From: Kerfuffle <redacted>
Date: Wed, 4 Oct 2023 14:20:28 +0000 (-0600)
Subject: convert : fix Baichuan2 models by using vocab size in config.json (#3299)
X-Git-Tag: upstream/0.0.4488~3164
X-Git-Url: https://git.djapps.eu/?a=commitdiff_plain;h=019ba1dcd0c7775a5ac0f7442634a330eb0173cc;p=pkg%2Fggml%2Fsources%2Fllama.cpp

convert : fix Baichuan2 models by using vocab size in config.json (#3299)

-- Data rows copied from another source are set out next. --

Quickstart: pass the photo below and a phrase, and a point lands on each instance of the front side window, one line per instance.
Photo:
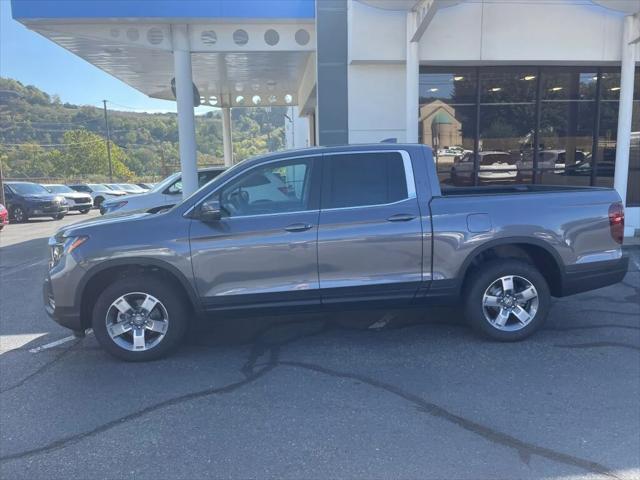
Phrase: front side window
(273, 188)
(29, 189)
(363, 179)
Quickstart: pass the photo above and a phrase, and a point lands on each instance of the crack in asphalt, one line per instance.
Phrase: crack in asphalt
(599, 345)
(591, 327)
(261, 347)
(73, 439)
(524, 449)
(41, 369)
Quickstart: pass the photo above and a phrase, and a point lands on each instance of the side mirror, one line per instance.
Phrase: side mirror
(210, 211)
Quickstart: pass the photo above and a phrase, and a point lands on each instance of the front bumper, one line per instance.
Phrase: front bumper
(67, 317)
(47, 210)
(81, 206)
(582, 278)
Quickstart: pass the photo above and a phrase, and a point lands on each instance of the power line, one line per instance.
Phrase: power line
(49, 144)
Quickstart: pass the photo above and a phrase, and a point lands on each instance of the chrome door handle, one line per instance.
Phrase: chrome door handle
(401, 217)
(298, 227)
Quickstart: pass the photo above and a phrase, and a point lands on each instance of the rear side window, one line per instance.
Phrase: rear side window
(362, 179)
(206, 177)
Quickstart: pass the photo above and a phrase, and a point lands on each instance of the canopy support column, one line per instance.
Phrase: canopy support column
(227, 139)
(625, 110)
(185, 101)
(412, 79)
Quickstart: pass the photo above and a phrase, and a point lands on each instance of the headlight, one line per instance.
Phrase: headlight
(62, 247)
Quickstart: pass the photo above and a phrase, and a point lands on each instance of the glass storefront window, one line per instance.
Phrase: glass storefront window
(551, 125)
(448, 116)
(567, 119)
(507, 125)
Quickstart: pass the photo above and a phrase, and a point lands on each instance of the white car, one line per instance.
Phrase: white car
(78, 201)
(99, 192)
(163, 195)
(493, 167)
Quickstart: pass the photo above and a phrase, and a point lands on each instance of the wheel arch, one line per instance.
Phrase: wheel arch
(537, 252)
(102, 274)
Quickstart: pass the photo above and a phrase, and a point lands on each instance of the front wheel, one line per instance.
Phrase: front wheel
(507, 300)
(140, 318)
(20, 215)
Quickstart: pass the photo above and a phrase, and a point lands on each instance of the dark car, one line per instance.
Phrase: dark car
(27, 200)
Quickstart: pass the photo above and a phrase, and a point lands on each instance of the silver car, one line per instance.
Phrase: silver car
(333, 228)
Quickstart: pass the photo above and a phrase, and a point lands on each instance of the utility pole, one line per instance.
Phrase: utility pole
(164, 163)
(106, 124)
(1, 184)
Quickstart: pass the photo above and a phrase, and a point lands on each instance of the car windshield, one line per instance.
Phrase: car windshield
(99, 187)
(58, 189)
(218, 179)
(165, 183)
(29, 188)
(494, 159)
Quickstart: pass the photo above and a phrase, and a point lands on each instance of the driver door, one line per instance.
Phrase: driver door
(263, 251)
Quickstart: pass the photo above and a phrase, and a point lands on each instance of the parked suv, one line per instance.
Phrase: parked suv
(98, 191)
(77, 201)
(162, 196)
(27, 200)
(331, 228)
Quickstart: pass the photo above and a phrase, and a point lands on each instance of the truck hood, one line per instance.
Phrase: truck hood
(47, 197)
(74, 195)
(85, 227)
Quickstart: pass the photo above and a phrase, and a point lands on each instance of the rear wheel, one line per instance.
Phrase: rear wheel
(507, 300)
(140, 318)
(19, 214)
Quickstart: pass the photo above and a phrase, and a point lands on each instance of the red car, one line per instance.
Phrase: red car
(4, 216)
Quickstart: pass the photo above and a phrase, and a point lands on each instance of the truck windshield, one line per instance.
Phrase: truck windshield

Use local GGUF package when possible in Baichuan converter
---

diff --git a/convert-baichuan-hf-to-gguf.py b/convert-baichuan-hf-to-gguf.py
index 8bd34dc4..513a7516 100755
--- a/convert-baichuan-hf-to-gguf.py
+++ b/convert-baichuan-hf-to-gguf.py
@@ -11,11 +11,14 @@ import sys
 from pathlib import Path
 from typing import TYPE_CHECKING, Any
 import itertools
-import gguf
 import numpy as np
 import torch
 from sentencepiece import SentencePieceProcessor  # type: ignore[import]
 
+if 'NO_LOCAL_GGUF' not in os.environ:
+    sys.path.insert(1, str(Path(__file__).parent / 'gguf-py' / 'gguf'))
+import gguf
+
 
 if TYPE_CHECKING:
     from typing import TypeAlias
@@ -174,8 +177,11 @@ if not tokenizer_model_file.is_file():
 print("gguf: get sentencepiece tokenizer vocab, scores and token types")
 
 tokenizer = SentencePieceProcessor(str(tokenizer_model_file))
+vocab_size = hparams.get('vocab_size')
+if vocab_size is None:
+    vocab_size = tokenizer.vocab_size()
 
-for i in range(tokenizer.vocab_size()):
+for i in range(vocab_size):
     text: bytes
     score: float